The retrograde evolution model predicts that homologous enzymes pairs are at short metabolic distances from each other. In general agreement with previous studies we find that homologous enzymes occur close to each other in the network more often than expected by chance, which lends some support to the retrograde evolution model. However, we show that the homologous enzyme pairs which may have evolved through retrograde evolution, namely the pairs that are functionally dissimilar, show a weaker over-representation at MPL 1 than the functionally similar enzyme pairs. Our study indicates that, while the retrograde evolution model may have played a small part, the patchwork evolution model is the predominant process of metabolic enzyme evolution.

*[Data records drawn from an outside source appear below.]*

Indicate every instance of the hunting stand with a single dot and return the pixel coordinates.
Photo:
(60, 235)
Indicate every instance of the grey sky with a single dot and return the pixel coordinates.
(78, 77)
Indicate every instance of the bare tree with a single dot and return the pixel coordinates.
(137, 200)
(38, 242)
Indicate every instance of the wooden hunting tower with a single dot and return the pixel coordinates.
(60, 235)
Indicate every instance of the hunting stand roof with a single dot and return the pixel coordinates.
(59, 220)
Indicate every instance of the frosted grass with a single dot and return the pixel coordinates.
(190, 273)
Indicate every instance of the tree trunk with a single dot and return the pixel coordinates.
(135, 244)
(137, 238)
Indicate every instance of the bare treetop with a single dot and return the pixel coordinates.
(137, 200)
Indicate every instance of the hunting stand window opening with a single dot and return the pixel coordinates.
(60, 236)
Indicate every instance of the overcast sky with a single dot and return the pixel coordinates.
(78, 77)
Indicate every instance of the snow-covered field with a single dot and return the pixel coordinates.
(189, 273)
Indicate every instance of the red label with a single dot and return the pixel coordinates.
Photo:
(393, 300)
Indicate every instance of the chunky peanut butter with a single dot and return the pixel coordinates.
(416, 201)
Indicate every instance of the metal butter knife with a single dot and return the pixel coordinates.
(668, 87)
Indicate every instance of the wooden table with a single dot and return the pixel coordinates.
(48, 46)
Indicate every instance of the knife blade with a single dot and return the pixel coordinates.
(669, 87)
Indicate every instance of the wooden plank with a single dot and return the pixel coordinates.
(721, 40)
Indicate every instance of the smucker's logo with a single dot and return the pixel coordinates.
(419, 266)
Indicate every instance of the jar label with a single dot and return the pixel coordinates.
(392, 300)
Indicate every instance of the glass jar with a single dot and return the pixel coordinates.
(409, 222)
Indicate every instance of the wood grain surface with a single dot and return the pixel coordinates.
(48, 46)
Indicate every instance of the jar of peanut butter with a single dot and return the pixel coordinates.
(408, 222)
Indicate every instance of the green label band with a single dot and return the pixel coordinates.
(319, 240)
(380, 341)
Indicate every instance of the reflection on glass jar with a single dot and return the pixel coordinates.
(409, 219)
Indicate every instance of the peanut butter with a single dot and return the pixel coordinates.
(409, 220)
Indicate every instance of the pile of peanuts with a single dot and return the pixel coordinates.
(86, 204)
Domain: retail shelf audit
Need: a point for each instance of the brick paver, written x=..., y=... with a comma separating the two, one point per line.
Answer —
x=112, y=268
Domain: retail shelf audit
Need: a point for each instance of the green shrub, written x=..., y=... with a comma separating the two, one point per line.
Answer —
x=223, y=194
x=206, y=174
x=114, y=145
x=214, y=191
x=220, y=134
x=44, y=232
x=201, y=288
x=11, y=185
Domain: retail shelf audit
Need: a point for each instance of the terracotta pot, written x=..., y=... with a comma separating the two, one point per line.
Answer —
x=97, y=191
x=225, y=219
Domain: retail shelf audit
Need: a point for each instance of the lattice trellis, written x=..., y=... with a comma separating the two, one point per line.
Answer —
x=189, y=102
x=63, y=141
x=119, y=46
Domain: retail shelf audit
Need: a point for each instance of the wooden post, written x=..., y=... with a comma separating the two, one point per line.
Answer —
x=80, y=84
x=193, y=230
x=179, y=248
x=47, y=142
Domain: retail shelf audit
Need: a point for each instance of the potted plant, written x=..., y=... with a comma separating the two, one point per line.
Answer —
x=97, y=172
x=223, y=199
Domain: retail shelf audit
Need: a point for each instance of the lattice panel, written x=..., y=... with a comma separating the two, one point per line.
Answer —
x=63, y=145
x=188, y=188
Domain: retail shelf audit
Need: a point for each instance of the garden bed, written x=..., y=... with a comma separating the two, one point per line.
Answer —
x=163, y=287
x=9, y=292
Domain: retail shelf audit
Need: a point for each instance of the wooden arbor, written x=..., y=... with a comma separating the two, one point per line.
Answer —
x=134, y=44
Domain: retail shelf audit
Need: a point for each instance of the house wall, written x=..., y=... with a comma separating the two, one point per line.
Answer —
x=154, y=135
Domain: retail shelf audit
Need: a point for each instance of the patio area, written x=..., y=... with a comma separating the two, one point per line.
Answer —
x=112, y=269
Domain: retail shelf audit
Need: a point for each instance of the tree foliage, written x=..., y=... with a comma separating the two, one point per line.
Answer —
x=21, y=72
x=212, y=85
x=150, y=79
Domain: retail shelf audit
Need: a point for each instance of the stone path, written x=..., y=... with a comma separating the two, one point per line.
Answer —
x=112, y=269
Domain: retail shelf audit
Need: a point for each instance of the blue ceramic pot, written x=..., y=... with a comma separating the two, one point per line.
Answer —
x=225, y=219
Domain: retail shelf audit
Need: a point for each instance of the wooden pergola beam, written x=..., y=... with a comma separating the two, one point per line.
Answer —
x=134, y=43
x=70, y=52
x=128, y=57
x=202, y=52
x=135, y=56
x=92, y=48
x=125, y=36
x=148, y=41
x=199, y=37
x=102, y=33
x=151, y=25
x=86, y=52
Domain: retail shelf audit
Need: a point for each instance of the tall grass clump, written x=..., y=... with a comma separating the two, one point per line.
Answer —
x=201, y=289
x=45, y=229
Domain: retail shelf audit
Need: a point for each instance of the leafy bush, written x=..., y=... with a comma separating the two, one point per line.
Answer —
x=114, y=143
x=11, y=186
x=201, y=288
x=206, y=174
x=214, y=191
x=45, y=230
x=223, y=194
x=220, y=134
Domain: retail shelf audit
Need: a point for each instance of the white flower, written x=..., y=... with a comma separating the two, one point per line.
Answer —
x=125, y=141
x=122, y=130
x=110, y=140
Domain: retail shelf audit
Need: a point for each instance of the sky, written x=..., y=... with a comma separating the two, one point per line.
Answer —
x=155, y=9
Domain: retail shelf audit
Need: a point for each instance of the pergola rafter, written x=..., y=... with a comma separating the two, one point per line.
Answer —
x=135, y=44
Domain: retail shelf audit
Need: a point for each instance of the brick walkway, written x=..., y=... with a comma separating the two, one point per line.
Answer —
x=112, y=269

In 1945 one of the first theories regarding the evolution of metabolic pathways, often referred to as the retrograde evolution model, was proposed by Horowitz . It states that during evolution pathways assembled backward compared to the direction of the pathway in response to depletion of substrates from the environment. As an example consider the following scenario: Enzyme E1 catalyzes reaction A → B, where B is essential to the organism. A is depleted from the environment, which means that an organism harboring an enzyme E2 that can catalyze a reaction producing A from some other substrate in the environment would be at an advantage. Since E1 can already bind A there is a greater chance that El rather than an enzyme without an affinity for A will be duplicated and mutated into E2.
In 1976 Jensen  proposed the recruitment evolution theory, more often referred to as the patchwork evolution model . The patchwork evolution model states that enzymes initially have broad substrate specificities and that specialization takes place by way of gene duplication. As an example consider the following: An enzyme E1 catalyzes a reaction where either one of the substrates S1 and S2 is accepted. Through gene duplication and random mutation two different versions of E1 evolve; E1', which only accepts S1 as a substrate, and E1" which only accepts S2 as a substrate.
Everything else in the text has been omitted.